Land sales are slowly yet steadily coming back across Northern Colorado, with builders and investors alike closing a rising number of deals in recent months.

“Activity is way up across the board,´ said Cassidy Turley Fuller Real Estate Vice President Russell Baker, who specializes in land sales. “Last year we were selling more to investors; this year it’s been to builders.”

It is likely to be years more before land sales reach peaks seen before the downturn, but Baker said he began to note a rise in lot sales over the last six to nine months.

In one of the larger deals, Landmark Homes, a Windsor-based developer, purchased 88 condo lots and associated water credits from CTF in the Centerra development in Loveland. The development is called Lakeshore at Centerra, and its homes are priced between $138,000 and $144,000, according to Landmark CEO Jason Sherrill.

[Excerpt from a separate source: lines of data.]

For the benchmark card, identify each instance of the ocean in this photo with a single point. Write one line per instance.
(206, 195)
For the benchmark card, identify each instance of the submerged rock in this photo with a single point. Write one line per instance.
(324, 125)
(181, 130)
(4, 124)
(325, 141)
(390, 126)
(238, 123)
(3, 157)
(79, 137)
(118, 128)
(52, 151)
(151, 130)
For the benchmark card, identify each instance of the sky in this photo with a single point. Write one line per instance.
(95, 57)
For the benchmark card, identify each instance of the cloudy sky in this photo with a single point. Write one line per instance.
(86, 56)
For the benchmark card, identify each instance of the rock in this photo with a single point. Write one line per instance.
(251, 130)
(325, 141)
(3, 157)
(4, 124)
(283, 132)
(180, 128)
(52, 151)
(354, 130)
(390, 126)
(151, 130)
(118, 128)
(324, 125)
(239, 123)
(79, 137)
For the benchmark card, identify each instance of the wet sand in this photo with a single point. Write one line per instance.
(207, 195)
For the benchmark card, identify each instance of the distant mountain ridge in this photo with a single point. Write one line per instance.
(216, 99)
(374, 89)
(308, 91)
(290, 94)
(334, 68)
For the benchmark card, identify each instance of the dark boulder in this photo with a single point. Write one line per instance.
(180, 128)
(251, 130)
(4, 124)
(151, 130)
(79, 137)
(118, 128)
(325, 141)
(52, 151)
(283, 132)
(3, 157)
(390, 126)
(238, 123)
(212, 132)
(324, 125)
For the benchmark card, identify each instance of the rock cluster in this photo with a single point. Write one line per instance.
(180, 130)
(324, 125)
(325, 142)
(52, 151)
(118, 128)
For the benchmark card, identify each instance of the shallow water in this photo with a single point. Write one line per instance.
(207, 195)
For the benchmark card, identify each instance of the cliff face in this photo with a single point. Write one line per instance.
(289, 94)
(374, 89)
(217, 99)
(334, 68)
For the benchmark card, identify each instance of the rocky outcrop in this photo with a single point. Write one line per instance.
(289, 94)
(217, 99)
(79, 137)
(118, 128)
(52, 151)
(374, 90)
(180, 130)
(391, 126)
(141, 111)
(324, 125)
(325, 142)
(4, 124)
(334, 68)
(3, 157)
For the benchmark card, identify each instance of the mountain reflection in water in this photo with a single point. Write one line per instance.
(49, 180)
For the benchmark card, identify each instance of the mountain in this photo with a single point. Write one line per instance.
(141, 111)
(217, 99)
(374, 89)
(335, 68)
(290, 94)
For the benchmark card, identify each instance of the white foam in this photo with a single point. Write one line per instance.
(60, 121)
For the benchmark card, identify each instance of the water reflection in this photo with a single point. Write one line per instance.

The development is currently under construction, but those homes that are complete have already been sold, Sherrill said.

A lot of the movement in land sales is a result of distressed property sales, allowing builders to acquire sites at much more affordable prices, according to Sherrill.

“People want the best with interior features, like high-quality finishes,” Sherrill said, “and buying distressed land at a good price allows builders to be able to offer those things at a competitive price.”

Being able to sell homes at a lower price with higher quality finishes allows new-home builders to better compete against existing homes on the market including the inventory of residences in foreclosure, he said. Landmark is planning on buying up a few more distressed lots in the new year, according to Sherrill.

Baker also expects to see more land sales in 2012, as banks try to cleanse their books of the distressed properties they acquired during the recession.

Investors also are taking advantage of the lower prices, according to Peter Kast of Realtec Commercial Real Estate Services.

Kast has seen an increase in land sales in the last four to five months, and said that often investors are holding on to what they acquire, either to develop later or sell for a higher price when the market recovers more fully.

The deals are plentiful
In some cases, prices are down 60 to 80 percent from their peak in 2007, according to Michael Ehler of Realtec.

Ehler cited a recent sale in Loveland in which 8.6 acres of industrial land sold for $2.50 per square foot, down from as much as $8 in 2007.

Ehler also said demand is slowly picking back up.

“I’ve seen more optimism in the fourth quarter,” he said. “Things are looking good for 2012 as well. I believe that we talk ourselves into a recession, and we can talk ourselves out of it. The positive thinking is going to go a long way.”